This large collectable group had no trouble eclipsing its modest £500-600 estimate selling at £4900, while continuing demand from wealthy farmers for unusual Beswick farm animals saw an Eaton Wild Eyes 91st dairy shorthorn with a calf fetch £1350.
The biggest surprise for the auctioneers was the reaction to a French Empire glass vase, engraved to one side with Napoleon standing at a fireplace with a lady kneeling before him and to the other with mounted officers removing a dead soldier from a battlefield.
Although it was lacking its handles and had been broken at the base, its quality and subject matter attracted several buyers who pursued it to £3000.
Also finding a ready home was a mahogany-cased bracket clock by the London maker James Forsyth. Standing 17 3/4in (45cm) high, this elegant, bell-topped timepiece was contested to £4500.
Elsewhere, the quality of a couple of the modern diamond jewellery entries would not have looked out of place in a Geneva sale, with an 18ct white gold single stone 9.38ct tinted yellow diamond ring exceeding pre-sale expectations at £23,500.

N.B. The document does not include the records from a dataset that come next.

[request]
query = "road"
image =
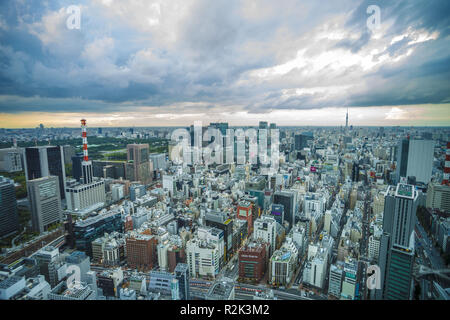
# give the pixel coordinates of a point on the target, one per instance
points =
(433, 255)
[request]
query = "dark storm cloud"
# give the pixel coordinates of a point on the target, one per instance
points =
(211, 52)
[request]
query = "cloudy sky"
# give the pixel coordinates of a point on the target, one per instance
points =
(172, 62)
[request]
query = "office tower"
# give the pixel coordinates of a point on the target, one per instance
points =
(86, 231)
(138, 159)
(438, 197)
(159, 161)
(336, 277)
(278, 213)
(286, 199)
(349, 284)
(175, 289)
(69, 152)
(50, 265)
(221, 221)
(83, 198)
(45, 202)
(203, 258)
(244, 212)
(88, 195)
(76, 166)
(141, 251)
(397, 242)
(415, 159)
(253, 261)
(10, 160)
(346, 120)
(46, 161)
(9, 219)
(86, 165)
(182, 275)
(301, 141)
(265, 229)
(222, 126)
(137, 191)
(446, 179)
(355, 172)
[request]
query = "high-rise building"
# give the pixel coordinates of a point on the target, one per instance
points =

Danish Dutch children are Cheshire stars
Peter Wilson, Nantwich November 17-18 Buyer’s premium: 15 per cent ALTHOUGH bidding was selective at this Cheshire sale, with only around 65 per cent of the 780 lots finding buyers, there was healthy competition for collectable ceramics such as a Royal Copenhagen set of ten colourful figures of children dressed in traditional Dutch costume by Carl Martin Hansen (1877-1941).